When I sat down to write this sermon I didn’t set out to talk about myth, but that’s obviously the direction it took.  We are starting the Sunday school year today.  More than just learning information and  Bible stories, I suggest that the most important learning we can be doing together is the learning of an alternative myth to the ones we are regularly told.  And this is a very Anabaptist and Mennonite approach to what faith and religion offer us.  Rather than teaching us how to be nice and well-adjusted people within the political and economic systems we inhabit, our Christ-centered faith has something to say about the very underlying assumptions of what it means to be blessed, to be successful, to be human.

Our faith proposes that the death of Jesus of Nazareth on a Roman cross is the ultimate myth-busting event of history.  The gods of empire, nationalism, and more recently, consumer capitalism, rely on the myth of their own goodness in order to survive.  They are there to protect and shepherd us into safety and prosperity.  They are watching over us for our well-being.  Yea, though we walk through the valley of the shadow of death, we will fear no evil, for they are with us.  The nation’s arsenal of weapons will guard us.  The market’s vast array of consumer goods will comfort us.

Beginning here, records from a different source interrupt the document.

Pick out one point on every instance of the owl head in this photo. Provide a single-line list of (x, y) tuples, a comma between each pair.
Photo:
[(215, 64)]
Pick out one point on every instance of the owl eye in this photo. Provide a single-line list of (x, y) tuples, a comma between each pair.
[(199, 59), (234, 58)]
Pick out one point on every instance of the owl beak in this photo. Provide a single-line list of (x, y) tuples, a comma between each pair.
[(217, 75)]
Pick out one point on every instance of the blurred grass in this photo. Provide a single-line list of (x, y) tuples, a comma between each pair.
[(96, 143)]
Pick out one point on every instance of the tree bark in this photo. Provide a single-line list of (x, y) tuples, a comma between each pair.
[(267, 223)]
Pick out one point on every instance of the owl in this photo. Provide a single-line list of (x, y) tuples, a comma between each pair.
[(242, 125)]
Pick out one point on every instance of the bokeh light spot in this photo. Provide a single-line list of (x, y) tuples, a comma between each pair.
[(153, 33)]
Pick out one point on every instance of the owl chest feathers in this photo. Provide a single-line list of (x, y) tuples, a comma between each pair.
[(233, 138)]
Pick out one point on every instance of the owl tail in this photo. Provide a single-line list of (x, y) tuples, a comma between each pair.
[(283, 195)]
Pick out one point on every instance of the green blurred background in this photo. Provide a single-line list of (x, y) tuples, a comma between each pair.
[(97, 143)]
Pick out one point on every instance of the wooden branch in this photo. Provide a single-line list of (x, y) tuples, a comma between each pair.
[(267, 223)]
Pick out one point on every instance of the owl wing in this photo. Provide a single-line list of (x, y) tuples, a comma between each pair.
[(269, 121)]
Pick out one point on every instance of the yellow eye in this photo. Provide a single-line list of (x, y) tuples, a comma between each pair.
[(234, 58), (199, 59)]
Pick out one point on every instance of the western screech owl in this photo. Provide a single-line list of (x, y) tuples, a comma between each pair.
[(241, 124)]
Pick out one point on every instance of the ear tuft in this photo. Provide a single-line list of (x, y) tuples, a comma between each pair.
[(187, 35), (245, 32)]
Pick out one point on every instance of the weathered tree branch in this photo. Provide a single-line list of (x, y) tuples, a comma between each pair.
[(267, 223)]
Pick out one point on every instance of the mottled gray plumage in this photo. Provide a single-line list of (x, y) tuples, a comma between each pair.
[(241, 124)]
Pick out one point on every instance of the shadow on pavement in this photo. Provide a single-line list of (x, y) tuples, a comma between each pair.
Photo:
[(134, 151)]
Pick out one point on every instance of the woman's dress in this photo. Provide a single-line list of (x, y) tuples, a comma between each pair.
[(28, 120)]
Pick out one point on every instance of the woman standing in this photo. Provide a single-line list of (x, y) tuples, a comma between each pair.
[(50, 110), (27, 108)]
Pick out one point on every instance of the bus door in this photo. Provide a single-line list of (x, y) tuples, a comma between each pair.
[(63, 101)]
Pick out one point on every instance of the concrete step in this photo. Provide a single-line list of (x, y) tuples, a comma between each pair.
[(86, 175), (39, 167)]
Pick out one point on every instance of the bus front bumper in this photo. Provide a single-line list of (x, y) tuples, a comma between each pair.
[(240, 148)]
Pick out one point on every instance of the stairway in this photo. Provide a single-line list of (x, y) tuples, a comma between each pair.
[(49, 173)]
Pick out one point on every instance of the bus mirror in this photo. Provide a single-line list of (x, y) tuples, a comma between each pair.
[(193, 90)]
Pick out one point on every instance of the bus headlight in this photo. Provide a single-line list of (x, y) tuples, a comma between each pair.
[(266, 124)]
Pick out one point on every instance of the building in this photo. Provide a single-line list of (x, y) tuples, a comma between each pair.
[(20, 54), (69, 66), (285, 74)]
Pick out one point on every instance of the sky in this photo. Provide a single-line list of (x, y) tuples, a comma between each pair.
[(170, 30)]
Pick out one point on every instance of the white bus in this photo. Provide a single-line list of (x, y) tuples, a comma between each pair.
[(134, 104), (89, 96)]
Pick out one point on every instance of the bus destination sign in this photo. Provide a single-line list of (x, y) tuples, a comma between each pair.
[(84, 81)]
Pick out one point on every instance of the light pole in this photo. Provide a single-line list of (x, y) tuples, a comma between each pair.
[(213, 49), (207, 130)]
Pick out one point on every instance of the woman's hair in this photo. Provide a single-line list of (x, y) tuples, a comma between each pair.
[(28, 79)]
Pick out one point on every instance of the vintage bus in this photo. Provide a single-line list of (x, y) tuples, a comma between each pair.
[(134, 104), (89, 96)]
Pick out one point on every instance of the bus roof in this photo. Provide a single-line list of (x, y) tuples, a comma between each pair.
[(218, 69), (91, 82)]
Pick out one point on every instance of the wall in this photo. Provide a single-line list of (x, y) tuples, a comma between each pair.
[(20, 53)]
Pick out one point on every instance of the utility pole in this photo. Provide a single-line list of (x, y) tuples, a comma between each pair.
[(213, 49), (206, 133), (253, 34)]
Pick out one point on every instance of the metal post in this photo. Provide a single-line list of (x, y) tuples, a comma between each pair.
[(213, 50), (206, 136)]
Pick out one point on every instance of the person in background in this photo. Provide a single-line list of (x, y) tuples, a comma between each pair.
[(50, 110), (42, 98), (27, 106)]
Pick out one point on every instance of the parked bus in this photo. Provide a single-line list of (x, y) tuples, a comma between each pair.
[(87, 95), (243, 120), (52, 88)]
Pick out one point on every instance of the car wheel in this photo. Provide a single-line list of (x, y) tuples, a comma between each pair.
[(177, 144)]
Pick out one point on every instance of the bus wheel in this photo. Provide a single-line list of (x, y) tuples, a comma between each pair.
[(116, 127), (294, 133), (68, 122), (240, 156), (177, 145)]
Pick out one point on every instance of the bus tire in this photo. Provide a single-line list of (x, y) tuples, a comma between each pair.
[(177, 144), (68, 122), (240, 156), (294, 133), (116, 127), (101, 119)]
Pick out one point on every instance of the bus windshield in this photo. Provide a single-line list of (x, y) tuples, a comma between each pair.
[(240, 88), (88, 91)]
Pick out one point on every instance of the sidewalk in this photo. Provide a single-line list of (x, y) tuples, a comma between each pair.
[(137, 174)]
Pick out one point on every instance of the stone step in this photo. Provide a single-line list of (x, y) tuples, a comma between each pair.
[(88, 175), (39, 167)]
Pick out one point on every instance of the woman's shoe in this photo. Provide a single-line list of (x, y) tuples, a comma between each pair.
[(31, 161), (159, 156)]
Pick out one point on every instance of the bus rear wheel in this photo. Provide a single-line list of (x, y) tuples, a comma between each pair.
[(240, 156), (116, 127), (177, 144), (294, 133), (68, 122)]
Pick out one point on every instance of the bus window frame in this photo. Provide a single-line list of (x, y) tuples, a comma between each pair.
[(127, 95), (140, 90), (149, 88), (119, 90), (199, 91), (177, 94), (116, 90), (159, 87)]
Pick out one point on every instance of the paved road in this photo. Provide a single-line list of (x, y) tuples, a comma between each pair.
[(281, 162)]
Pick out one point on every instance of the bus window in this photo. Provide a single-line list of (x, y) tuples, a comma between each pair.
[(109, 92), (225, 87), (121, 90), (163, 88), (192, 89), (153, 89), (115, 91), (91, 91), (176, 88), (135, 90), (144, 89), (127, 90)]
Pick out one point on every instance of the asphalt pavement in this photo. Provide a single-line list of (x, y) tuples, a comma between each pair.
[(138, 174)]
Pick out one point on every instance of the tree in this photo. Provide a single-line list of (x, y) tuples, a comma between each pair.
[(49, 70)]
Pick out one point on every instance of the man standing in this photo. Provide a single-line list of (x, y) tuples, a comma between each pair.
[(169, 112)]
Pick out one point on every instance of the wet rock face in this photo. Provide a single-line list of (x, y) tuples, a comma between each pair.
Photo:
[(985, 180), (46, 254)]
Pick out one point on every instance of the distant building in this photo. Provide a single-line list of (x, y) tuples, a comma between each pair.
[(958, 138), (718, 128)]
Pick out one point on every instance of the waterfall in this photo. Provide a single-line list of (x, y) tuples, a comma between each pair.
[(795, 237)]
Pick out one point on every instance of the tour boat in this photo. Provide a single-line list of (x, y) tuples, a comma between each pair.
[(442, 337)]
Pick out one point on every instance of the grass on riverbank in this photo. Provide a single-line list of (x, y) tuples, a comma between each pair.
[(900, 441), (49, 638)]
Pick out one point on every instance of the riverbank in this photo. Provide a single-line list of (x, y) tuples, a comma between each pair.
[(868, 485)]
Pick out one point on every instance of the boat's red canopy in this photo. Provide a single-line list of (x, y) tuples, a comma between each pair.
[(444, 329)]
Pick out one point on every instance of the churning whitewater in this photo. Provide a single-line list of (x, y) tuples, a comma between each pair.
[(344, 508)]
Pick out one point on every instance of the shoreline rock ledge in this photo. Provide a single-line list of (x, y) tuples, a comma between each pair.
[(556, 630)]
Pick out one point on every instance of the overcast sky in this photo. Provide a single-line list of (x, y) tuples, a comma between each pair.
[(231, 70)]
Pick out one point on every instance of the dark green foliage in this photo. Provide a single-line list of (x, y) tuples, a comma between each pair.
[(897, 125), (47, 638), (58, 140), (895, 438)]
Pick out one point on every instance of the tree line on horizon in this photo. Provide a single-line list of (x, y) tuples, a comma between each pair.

But when the one who was without fault challenged the goodness of the entire program, gathering and embracing the people it left behind, going on a rant in the sacred precincts of the temple that the leaders of his own people had worked so hard to restore to make Jerusalem great again….When that one was deemed a threat to the whole project, and brutally and publicly executed, it exposed the whole mythic framework of the empire, and any religion that colludes with it.  It rendered it formless and void of any power to save those who most needed salvation.

The earth shook, the sky went dark, the temple veil was torn in two, and the age old myth that had ruled the world for so long was uncreated.  For those with eyes to see, this was ground zero of the apocalypse, and we’ve been living in a post-apocalyptic world ever since.   The old myths are still gasping for breath, grasping for attention, but we’re not buying it.

You also don’t have to buy anything I’m saying.  It’s one way of reading the meaning of the Christian gospel.

And that’s not the end of it.

The gospel speaks not only of crucifixion and myth-busting, but also offers a myth of its own, a story into which we can live.  It’s a story where death is followed by resurrection.  New life, not of our own making, but life given back to us, freed from illusion, energized by love rather than fear, motivated toward restorative justice rather than vengeance.  It’s a story in which everything and everyone belongs.  It’s a story which includes death and loss, but transcends it within a wider circle of abundance and life which leads to more life.  It’s a story in which a single sheep and a single coin, a single life, is deemed valuable enough to go on a great search, to light a lamp and look under furniture.  To poke around in the darkest corners, until the lost one is found.  And when she is found, to not interogate or point fingers or lay blame, but to put out an invite to the entire list of contacts, and throw a celebration, a great fiesta, because what was lost has been found.  And the earth and heavens rejoice.